Habían transcurrido apenas unos segundos desde que habían roto el hueso de la suerte; sin embargo, en ese lapso había recuperado las vivencias de años. Diecisiete años hacía que Madrigal había muerto. Todo lo que había sucedido desde entonces era otra vida, pero seguía siendo la suya. Ella era Karou y Madrigal. Era humana y quimérica.

Era una resucitada.

En su interior algo estaba sucediendo: una rápida concrescencia de recuerdos, dos conciencias que en realidad eran una, uniéndose como dedos entrelazados.

Miró sus hamsas y comprendió lo que Brimstone había hecho. Desafiando la sentencia de evanescencia dictada por Thiago, había logrado recoger su alma de algún modo.
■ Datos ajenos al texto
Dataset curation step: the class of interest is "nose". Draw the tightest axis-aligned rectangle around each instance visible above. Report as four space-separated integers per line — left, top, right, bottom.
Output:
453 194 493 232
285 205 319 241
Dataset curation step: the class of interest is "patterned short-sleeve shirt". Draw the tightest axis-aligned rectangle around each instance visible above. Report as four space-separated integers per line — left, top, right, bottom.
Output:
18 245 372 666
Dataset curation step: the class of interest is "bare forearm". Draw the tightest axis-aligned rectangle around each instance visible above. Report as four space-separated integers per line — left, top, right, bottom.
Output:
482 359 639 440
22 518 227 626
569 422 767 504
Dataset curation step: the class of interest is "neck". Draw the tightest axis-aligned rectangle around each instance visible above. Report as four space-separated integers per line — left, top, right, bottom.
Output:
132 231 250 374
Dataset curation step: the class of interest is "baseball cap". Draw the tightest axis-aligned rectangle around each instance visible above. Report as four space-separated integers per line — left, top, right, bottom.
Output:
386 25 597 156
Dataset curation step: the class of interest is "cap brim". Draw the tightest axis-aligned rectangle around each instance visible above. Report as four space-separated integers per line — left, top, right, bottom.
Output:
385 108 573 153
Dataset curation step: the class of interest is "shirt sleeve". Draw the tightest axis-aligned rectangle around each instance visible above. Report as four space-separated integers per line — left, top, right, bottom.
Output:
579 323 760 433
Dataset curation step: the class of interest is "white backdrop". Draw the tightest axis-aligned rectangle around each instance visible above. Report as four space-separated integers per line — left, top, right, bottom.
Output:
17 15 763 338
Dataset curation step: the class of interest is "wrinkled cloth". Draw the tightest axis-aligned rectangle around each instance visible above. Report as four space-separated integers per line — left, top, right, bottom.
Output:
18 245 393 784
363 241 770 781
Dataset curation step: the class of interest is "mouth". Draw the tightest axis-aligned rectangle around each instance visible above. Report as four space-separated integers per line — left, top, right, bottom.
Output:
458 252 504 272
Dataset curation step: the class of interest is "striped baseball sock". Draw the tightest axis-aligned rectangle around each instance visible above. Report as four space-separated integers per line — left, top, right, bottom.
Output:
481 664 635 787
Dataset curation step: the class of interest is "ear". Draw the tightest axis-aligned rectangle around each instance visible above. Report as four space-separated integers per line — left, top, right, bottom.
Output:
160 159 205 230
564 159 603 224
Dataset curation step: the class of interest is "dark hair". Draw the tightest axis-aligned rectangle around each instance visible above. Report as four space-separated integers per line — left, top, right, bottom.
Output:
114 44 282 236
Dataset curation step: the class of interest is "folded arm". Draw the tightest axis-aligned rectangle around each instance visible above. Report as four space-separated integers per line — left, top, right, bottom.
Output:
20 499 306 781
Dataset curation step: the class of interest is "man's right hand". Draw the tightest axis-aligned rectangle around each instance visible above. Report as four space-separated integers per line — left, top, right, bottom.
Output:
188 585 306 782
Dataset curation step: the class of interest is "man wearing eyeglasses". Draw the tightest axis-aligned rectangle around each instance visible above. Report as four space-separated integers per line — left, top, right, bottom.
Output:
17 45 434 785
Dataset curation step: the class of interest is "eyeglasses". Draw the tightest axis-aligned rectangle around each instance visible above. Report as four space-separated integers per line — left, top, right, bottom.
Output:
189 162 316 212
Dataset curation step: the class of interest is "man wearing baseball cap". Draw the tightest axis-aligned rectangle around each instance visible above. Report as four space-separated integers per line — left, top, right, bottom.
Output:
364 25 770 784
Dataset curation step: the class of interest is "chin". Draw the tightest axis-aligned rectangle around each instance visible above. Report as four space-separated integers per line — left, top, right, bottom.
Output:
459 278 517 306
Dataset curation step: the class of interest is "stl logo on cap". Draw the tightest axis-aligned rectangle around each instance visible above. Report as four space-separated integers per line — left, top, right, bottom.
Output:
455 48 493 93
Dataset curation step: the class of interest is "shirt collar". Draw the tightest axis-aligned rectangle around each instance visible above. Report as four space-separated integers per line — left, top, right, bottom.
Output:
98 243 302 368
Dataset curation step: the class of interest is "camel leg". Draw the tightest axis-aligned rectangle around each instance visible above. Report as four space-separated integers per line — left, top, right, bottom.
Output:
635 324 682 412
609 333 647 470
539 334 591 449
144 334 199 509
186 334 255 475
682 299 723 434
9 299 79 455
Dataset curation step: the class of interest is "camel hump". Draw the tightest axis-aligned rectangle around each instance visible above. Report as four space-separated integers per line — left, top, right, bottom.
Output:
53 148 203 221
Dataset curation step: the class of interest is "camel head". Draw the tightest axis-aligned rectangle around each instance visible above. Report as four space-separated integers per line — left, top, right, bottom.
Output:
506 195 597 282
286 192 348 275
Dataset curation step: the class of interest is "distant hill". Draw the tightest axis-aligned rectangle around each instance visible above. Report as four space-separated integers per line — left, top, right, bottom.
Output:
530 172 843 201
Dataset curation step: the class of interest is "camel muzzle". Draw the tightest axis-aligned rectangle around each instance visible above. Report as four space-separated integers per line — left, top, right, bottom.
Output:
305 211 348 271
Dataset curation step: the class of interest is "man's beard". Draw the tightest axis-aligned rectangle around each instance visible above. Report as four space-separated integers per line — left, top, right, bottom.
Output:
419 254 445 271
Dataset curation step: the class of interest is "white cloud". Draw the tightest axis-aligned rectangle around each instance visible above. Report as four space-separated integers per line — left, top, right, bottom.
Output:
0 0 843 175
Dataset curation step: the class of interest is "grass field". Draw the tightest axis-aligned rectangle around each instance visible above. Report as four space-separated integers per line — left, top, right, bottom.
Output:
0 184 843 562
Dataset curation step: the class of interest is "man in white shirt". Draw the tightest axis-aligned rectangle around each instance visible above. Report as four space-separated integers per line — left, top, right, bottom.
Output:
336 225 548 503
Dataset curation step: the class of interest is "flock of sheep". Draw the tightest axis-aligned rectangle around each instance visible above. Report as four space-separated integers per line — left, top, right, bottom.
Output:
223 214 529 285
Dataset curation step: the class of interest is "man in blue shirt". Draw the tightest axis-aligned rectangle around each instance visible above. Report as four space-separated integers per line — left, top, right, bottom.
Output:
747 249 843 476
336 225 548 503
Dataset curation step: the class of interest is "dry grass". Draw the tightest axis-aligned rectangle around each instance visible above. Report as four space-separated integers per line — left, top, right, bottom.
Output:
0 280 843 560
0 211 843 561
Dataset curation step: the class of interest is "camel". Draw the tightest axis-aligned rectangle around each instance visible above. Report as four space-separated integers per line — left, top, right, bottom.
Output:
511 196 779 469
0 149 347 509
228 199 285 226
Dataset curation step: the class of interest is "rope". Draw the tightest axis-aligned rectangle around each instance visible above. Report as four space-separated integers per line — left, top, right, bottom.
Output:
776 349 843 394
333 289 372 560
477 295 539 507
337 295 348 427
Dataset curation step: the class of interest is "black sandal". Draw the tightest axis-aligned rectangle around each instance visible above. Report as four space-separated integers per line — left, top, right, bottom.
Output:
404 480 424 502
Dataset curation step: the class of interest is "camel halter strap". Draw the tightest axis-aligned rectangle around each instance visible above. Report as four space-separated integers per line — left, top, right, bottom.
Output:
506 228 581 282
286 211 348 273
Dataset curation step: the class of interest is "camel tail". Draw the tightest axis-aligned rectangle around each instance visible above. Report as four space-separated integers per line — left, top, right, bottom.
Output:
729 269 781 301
Y como no podía resucitarla en su propio mundo, le había regalado una vida en otro, en secreto. ¿Cómo había separado los recuerdos de su alma? Había tomado su vida como Madrigal para guardarla en el hueso de la suerte, y salvarla para ella.

Recordó lo que Izîl le había contado la última vez que lo vio, cuando le ofreció dientes de niño y ella los rechazó.

Una vez —había dicho, y ella no lo había creído—. Hubo una vez que me pidió unos cuantos.

Ahora sabía que era cierto.

Los resucitados estaban destinados a la guerra; sus cuerpos se creaban siempre adultos, a partir de dientes maduros. Sin embargo, Brimstone la había resucitado como un bebé, un bebé humano, la había bautizado esperanza y le había regalado toda una vida, alejada de la guerra y la muerte. Un cariño dulce, profundo, intenso la invadió. Le había concedido una infancia, un mundo. Deseos. Arte. E Issa, Yasri y Twiga lo habían sabido y habían ayudado; la habían escondido. La habían querido. Muy pronto los vería de nuevo, y no se mantendría alejada de Brimstone como siempre hacía, intimidada por su brusquedad y su monstruosa apariencia física. Lo rodearía con los brazos y le diría, finalmente, gracias.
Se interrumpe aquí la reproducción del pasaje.